LastNight: Sonic Youth Proves Ageless at the Berkeley Community Theater

Fri Jul 20, 2007 at 07:21:08 AM

 
“…After Gordon jumped into the crowd to dance out the end of "Eliminator Jr.," Moore greeted her with a huge, aw-shucks smile, as if after all these years she could still surprise him. …”
By Dan Strachota
Sonic Youth
July 19, 2007
The Berkeley Community Theater
Better Than:
All the Smashing Pumpkins shows put together.
Download: Sonic Youth doing "Total Trash" in Barcelona, 2007; live footage of "Silver Rocket"; video of "Do You Believe in Rapture?"
You know how going home to see your parents makes you feel 16 again, no matter how old you are? Suddenly, you feel all your hard-earned independence slipping away, as they exert their control all over again. Eventually, you end up screaming insanely about how they can't tell you what to do anymore when they ask some simple question, like "Are you done with that salt shaker?"
Which is why I felt conflicted when my dad called me up and asked if I wanted not only to go see Sonic Youth play their 1988 opus, Daydream Nation, but hang out with them backstage in Berkeley. See, my dad teaches at an alternative school in Western Massachusetts. This year, he just happens to be molding the mind of one Coco, daughter to Sonic Youth's Kim Gordon and Thurston Moore. My father, who hasn't combed his hair since the Reagan administration, who keeps his TV tucked away in the closet for those rare occasions when he rents a VHS tape, and who lives in a cabin in town so tiny it's barely on the map, is something of a hero to the coolest parents since John and Yoko.

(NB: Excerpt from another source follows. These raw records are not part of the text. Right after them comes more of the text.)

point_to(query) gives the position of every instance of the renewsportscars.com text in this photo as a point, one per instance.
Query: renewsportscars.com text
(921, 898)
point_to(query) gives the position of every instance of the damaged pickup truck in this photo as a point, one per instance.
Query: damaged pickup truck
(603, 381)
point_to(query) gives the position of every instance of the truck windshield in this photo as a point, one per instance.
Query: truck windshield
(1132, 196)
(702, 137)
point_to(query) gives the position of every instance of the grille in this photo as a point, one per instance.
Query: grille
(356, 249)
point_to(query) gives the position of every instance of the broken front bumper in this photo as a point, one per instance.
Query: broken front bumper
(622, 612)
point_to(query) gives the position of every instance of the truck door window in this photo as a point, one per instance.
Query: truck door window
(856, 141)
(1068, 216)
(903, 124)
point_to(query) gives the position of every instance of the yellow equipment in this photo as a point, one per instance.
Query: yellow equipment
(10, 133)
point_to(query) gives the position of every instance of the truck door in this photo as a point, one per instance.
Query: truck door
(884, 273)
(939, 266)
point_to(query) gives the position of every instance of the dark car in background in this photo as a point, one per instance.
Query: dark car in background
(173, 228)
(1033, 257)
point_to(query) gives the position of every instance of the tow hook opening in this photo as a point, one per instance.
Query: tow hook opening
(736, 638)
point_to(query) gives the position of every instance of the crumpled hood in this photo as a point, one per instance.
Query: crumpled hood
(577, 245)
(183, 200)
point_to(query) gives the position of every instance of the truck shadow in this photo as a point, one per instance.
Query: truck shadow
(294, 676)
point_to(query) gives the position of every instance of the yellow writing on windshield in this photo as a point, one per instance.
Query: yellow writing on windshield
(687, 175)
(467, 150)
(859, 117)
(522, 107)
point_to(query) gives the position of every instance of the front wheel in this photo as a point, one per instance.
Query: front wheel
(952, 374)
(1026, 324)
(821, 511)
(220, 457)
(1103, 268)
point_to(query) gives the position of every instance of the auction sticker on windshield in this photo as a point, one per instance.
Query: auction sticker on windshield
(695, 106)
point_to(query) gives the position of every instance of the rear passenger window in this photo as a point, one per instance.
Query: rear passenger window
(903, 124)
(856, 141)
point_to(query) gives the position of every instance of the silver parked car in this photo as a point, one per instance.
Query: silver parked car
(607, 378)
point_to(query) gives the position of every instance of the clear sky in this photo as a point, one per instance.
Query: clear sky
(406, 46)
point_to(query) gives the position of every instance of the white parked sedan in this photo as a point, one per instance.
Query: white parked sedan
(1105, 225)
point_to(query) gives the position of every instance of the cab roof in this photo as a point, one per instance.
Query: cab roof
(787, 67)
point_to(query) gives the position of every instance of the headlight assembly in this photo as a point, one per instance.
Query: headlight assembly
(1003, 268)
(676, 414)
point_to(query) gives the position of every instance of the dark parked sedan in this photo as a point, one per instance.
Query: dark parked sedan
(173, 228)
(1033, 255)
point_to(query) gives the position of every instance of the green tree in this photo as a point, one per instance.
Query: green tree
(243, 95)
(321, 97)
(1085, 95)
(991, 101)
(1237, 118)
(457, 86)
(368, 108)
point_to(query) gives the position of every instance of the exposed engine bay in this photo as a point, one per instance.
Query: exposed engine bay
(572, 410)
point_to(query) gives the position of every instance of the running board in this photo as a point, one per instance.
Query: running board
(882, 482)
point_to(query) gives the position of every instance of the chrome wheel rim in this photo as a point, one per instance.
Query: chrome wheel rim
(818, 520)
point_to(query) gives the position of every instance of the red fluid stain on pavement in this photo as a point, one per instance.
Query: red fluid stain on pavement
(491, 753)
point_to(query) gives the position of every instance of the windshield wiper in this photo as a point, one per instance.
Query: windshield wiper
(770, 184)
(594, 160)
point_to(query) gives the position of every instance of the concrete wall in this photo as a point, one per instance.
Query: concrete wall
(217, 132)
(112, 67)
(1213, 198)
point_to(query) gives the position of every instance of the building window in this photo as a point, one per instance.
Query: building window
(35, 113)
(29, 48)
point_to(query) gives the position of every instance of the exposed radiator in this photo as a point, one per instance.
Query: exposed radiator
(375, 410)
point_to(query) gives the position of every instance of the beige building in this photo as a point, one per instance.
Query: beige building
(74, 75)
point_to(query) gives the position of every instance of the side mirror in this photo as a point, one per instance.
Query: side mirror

It's all rather bizarre.
I admit I hadn't paid much attention to Sonic Youth's last couple discs. But boy did I play the hell out of Daydream Nation and Goo when they came out, crushing majorly on the chaotic pop pleasures of tracks like "Hey Joni" and "Kissability." Naturally, I wondered how this reunion (band gets together with old album) would work, so I took my dad up on his offer.
Boy, I'm glad I did. Otherwise I wouldn't have had such cool '90s flashbacks. I'd forgotten just how metallic bands like Sonic Youth, Nirvana, and Jane's Addiction were at one time, carving out a new territory where heavy metal met indie rock. Sure, SY could toss out a gem like "Total Trash," with a riff that would serve Pavement and million other congenial college rock bands well, but they could also head-bang with the best of them. "Erik's Trip" and "Cross the Breeze" were aural thrashfests, dump truck pouring noise down on my head.
Gordon said later that when the band went back to the album to listen to their parts, they thought they were sloppy and too sprawling, but obviously they had reworked them considerably. The pop tunes I gravitated towards in the past sounded razor sharp, but it was the more expansive numbers that really shone, tracks like "Candle" and "Rain King" that bristled with new energy. Or maybe it was how the musicians didn't give some rote performance, like the Pixies reunion. They seemed genuinely interested in the songs and each other. After Gordon jumped into the crowd to dance out the end of "Eliminator Jr.," Moore greeted her with a huge, aw-shucks smile, as if after all these years she could still surprise him.
The same goes for the band's encore, which sadly didn't consist of the complete Sticky Fingers, as Thurston joked, but several numbers from SY's recent Rather Ripped LP. Still, the way the performers played vibrant, concise tunes like "Incinerate" and "Jams Run Free," I could see the quartet carrying on for another decade or two. Sonic Youth? More like the Fountain of Youth. Maybe it's something in that Western Mass water.
Critic's Notebook
Personal Bias:
Um, you know, that stuff about my dad.
Random Detail: Pavement's Mark Ibold, who was in Free Kitten with Gordon, played bass on the encore set.
By the way: The idea for playing Daydream Nation was conceived by All Tomorrow's Parties founder, for his Don't Look Back.